Di tutta questa macabra vicenda, ne dà conto Claudio Paudice con un dettagliatissimo articolo pubblicato su HuffingtonPost. Se le Autorità portuali non pagano dazio, dunque, per l’Italia sarà procedura di infrazione. Il solito vecchio ricatto. “Per le norme italiane, confermate anche da pronunce della Cassazione, le Asp sono articolazioni della pubblica amministrazione ai sensi dell’articolo 74 del Tuir, e pertanto sono tenute a pagare l’Irap, contributo regionale sulle attività produttive (aliquota del 3,9%) ma non l’Ires (aliquota ordinaria del 24%). Non svolgono quindi attività commerciali ma sono enti pubblici non economici che regolamentano e controllano le attività svolte dai soggetti operanti nei porti. Loro sì, sono invece sottoposti al pagamento delle tasse”.

A Palazzo Berlaymont la vedono in maniera completamente opposta: “I porti costituiscono attività economica perché affidano autorizzazioni e concessioni dietro il pagamento di un canone. Questo canone per l’Ue è assimilabile a un fitto o rapporto di locazione (e quindi tassabile), per l’Italia invece a una imposta (e quindi per ovvie ragioni non tassabile). Ma a Bruxelles poco importa, perché ‘la classificazione dei canoni portuali come imposte non è rilevante per determinare se le Asp svolgano una attività economica. Ciò che conta è che sia pagato denaro a fronte di una contropartita’. E il fatto di non svolgere ‘attività a scopo di lucro non è sufficiente a ritenere che le Asp si trovino in una situazione diversa rispetto ad altri operatori soggetti all’Ires’. Alla luce della struttura delle Autorità portuali, l’esenzione fiscale ‘risulterebbe arbitraria e inaccettabile’ e per questo, si legge nel paragrafo conclusivo della lettera, costituisce ‘un aiuto di Stato'”.

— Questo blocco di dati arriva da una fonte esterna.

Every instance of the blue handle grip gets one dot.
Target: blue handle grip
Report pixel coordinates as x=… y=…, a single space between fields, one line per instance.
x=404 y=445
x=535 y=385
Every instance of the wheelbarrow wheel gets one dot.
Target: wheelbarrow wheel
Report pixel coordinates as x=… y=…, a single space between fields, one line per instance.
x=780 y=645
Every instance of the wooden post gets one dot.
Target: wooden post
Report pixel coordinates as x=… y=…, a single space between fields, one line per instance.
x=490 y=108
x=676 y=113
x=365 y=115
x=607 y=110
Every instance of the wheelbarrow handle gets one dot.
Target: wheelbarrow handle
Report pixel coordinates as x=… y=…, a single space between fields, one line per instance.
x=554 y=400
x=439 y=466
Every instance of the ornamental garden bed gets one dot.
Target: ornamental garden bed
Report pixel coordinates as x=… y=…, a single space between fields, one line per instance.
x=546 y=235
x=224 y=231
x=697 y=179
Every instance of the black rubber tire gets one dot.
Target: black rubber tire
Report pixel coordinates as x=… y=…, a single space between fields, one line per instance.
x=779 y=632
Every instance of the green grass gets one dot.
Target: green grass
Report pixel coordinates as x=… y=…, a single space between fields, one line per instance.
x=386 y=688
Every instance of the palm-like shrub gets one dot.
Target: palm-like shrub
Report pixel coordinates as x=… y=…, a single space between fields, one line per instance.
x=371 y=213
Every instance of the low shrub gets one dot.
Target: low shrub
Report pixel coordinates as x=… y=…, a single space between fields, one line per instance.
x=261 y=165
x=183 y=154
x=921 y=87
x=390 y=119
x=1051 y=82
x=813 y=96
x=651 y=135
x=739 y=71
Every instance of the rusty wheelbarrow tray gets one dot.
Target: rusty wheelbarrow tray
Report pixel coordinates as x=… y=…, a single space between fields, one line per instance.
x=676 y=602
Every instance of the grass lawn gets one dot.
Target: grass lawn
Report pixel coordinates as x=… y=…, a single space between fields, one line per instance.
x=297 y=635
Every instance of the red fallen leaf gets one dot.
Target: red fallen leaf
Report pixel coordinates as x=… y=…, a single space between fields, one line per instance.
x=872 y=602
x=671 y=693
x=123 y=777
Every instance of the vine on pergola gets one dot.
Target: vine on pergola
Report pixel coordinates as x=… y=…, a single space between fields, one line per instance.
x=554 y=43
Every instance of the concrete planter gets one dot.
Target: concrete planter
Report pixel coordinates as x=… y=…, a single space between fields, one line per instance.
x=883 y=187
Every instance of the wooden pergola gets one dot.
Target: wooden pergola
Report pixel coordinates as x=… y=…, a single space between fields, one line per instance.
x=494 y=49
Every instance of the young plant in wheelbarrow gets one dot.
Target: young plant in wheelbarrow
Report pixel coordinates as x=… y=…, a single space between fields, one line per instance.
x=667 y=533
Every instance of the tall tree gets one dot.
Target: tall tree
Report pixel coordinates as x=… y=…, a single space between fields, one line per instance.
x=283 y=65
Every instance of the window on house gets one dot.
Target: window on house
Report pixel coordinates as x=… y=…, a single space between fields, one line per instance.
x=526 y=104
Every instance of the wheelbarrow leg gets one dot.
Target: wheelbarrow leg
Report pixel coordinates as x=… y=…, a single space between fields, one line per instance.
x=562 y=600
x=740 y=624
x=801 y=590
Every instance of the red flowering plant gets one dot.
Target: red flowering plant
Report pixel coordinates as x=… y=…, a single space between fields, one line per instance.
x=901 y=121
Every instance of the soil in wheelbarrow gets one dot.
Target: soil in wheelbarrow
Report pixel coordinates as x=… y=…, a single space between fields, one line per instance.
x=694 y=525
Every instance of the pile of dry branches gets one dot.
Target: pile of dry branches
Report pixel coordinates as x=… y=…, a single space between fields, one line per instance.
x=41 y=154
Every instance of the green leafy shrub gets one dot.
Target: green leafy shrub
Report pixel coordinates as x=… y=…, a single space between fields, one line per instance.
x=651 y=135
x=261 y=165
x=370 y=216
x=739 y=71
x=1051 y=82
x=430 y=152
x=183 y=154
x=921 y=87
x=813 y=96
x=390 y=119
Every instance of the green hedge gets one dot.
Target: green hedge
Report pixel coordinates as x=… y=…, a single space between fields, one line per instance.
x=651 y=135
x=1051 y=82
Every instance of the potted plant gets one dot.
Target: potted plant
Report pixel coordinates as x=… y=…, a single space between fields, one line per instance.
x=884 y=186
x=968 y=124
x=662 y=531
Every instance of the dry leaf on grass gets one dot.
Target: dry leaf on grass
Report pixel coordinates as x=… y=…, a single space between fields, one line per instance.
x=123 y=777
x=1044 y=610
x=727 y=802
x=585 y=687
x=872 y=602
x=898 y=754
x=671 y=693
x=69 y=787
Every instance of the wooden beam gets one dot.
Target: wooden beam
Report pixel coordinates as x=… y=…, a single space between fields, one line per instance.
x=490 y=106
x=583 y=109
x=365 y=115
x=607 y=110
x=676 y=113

Perché Bruxelles fa questo, dunque? Perché così per i privati (soprattutto stranieri) si aprirebbe un mercato nuovo, avviando un processo di privatizzazione dei porti italiani. I porti del Mediterraneo hanno sempre avuto una vocazione pubblica, ne sa qualcosa la Grecia costretta a vendere i suoi gioielli per far fronte alle richieste della Troika durante la crisi del debito: ha già privatizzato il Pireo, ora proprietà del colosso statale cinese Cosco, e nel 2020 cederà i diritti di concessione di 10 porti regionali dal momento che “esiste un interesse significativo da parte degli investitori”, ha scritto la Commissione Europea nel terzo rapporto di sorveglianza.

Questo vuole l’Europa, quindi. Che i Paesi più deboli, come Italia e Grecia, svendano i loro beni comuni ai privati. Pechino, intanto, ha già manifestato il suo interesse per Genova e Trieste, vie d’accesso alternative al mercato europeo. Il rischio, evidenziato da D’Agostino nella sua audizione, è questo: “Se domani il Governo italiano vorrà investire nel porto di Trieste, dovrà passare per Bruxelles che potrà opporsi. Se invece a voler investire sarà il colosso pubblico cinese, potrà farlo perché considerato alla pari di un soggetto privato. Attenzione, perché stiamo parlando delle nostre cerniere con il mondo”.